Nikias gradually ingratiated himself in her small circle. There were the people she knew and liked from the slaves' room. There was the queen, who she did love. There was Iphianassa, who she did love. The was the king, she respected. Then, there was him.

Why did he have to say hello to her, or nod to her, or ask her how her day was? Why did it matter that he asked? She was Kilissa. She was no one. And she could not answer him properly. After the first few times, she had been confused. Then, as he kept on, she had become wary. As nothing untoward happened, she began to get annoyed. Then angry.

Why don't you leave me alone?!

Her raspy words took them both by surprise. She had talked. Shock, dismay, pain, embarrassment, anger. Her face was like the sea tempests that took the lives of so many, and he was powerless under her spell.

Shock gave way to tenderness. It made her wary and curious.

I would like to get to know you.

She fled.

Gradually, they began to talk. Her uneasiness gave way to some assurance, and after a while, they could sometimes be found talking to each other. He learned about her parents, about her homeland, about her language. She learned about his lands, his training, his duties. He found out she was mischievous, used to be snobbish, did not know how to relate to people anymore now that she talked again. Iphianassa helped. His mother helped. He helped. She found out he was clever, creative, gentle, fierce, good.

Somewhere along the way, she fell in love with him.

A disease passed over the land. Many got sick. Many died. Those who did not looked at the sky and wondered why. Nikias' friend died. His sister died. His mother got sick, and barely survived. Kilissa nearly died. His father died. He never caught the disease.
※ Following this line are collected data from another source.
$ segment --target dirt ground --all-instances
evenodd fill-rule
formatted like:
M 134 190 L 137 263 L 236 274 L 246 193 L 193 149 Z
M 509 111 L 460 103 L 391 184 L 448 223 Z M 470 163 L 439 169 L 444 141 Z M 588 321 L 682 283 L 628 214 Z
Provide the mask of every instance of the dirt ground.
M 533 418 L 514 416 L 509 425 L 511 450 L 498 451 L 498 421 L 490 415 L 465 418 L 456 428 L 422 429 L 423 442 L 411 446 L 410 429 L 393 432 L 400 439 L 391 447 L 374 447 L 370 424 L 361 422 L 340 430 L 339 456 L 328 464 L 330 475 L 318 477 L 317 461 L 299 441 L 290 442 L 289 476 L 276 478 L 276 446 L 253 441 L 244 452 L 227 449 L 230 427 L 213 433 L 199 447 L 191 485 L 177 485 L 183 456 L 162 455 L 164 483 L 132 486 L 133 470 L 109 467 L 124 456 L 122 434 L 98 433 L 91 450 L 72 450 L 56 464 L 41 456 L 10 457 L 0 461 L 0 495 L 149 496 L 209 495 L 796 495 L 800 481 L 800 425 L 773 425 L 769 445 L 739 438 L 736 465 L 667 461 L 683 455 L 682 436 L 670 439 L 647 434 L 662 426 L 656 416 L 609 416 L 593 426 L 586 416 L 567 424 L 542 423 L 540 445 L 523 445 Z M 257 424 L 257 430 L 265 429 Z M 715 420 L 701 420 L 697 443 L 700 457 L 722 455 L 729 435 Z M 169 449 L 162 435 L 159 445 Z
He had worked with the men to cremate the corpses, and keep the contagion to a minimum. Although it was nor a woman's job, he and the men brought food, and medicine to the sick. He stood vigil at his sister's side, at his mother's side, at his father's side. He stood vigil at her side.

Still, after the disease died out, only a third of his people were still there. He became the king, but he had only a few advisors. Although loved by his people, too few of them were left. He would have crumbled under the grief if not for Kilissa. While his mother recovered, it was Kilissa and his old nurse who took care of her. At night, when the nightmares were too strong for him, she joined him in his room. The guard never questioned her. She was Kilissa. And she was devoted to the family.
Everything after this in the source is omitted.